Diagnose, then cure, ailments that weaken core values of VA


The U.S. Department of Veterans Affairs proudly pledges to fulfill former President Abraham Lincoln’s promise “to care for him who shall have borne the battle” by serving and honoring America’s veterans. The department’s mission statement further boasts its “five core values underscore the obligations inherent in VA’s mission: Integrity, Commitment, Advocacy, Respect and Excellence.”

But given the shameful and insensitive treatment of many of this nation’s wounded warriors documented in numerous reports in recent months, the VA deserves no better than an F in each of those five core measurements.

Where is the integrity when doctors are told to falsify the number of patients they saw, as was reported in Fort Collins, Colo., and elsewhere?

Where is the commitment when it takes 278 days on average in Ohio to complete a veteran’s disability claim?

Where, as many credible sources allege, is the advocacy for veterans and their families when books are cooked to make the VA’s public image look healthy while ailing veterans’ physical conditions worsen?

Where is the respect when the VA has acknowledged at least 20 deaths nationwide due to delayed care, and the cause of dozens of other deaths are being similarly invetigated?

And where is the excellence when these and other problems may represent “just the tip of the iceberg” of more serious findings that U.S. Rep. Jeff Miller, R-Fla., forecasts will come to light in his congressional panel’s investigation of the national program serving 9 million veterans?

KEEP POLITICS OUT OF PROBE

Clearly, problems persist in a department riddled with allegations and proven cases of irregularities and subpar delivery of care for many decades. Institutional problems require institutional solutions, up to and including the dismissal of VA Secretary Eric Shinseki if evidence so warrants.

But as the investigation begins, it must be predicated on an aggressive search for the scope of the maladies at VA and a concerted, specific and viable prescription to cure them.

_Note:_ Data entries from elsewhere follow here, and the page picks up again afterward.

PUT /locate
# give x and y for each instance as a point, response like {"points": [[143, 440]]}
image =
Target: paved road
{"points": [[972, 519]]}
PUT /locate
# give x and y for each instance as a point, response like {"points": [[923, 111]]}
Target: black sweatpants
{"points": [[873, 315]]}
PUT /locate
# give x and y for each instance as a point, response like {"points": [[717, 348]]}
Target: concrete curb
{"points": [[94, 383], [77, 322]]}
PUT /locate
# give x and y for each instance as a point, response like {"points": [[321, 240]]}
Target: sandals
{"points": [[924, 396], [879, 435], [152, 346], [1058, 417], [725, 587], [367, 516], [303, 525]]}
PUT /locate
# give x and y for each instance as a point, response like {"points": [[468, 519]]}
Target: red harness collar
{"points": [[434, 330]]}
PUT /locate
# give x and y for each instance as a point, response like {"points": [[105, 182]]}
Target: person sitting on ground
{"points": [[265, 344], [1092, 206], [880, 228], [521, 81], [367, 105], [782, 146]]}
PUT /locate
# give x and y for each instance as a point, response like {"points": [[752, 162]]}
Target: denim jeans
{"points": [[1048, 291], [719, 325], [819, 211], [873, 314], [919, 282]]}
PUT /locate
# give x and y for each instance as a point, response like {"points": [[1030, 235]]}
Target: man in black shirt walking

Above all else, the congressional probe cannot morph into yet another political football used to play dishonorable games at the expense of this nation’s highly honorable veterans.

Already, some right-wing analysts are drawing illogical parallels between problems with administering VA services with what they perceive to be the many failures of the Affordable Care Act. Both have a common end game: discrediting Commander In Chief Barack Obama in particular and all Democrats in general.

CAREGIVERS MERIT PRAISE

As the investigation proceeds, investigators must also keep a clear and narrow focus on the administration of the VA. To be fair, few veterans have complained about the quality of care once they have maneuvered the slow bureaucratic maze to receive it. That is a credit to the doctors, nurses and other health-care professionals who devote their lives to serving those who have so nobly served this nation. Any besmirching of administrative handling of caseloads should not be allowed to trickle down to that large group of respectable public servants.

The investigation must also place a premium on fairness. VA leaders have been overwhelmed with tens of thousands of veterans returning from wars in Afghanistan and Iraq that have put record-setting strains on the department’s ability to deal with the myriad physical, emotional and mental ailments of the returnees.

At the same time, however, the VA cannot hide behind expansive caseloads as a failsafe excuse to explain away any lapses in judgment, unethical practices and shoddy treatment of veterans. Such subterfuge would do grave dishonor to the pledge of President Lincoln and to the millions of American veterans who have earned nothing short of fair treatment and superior care from a grateful nation.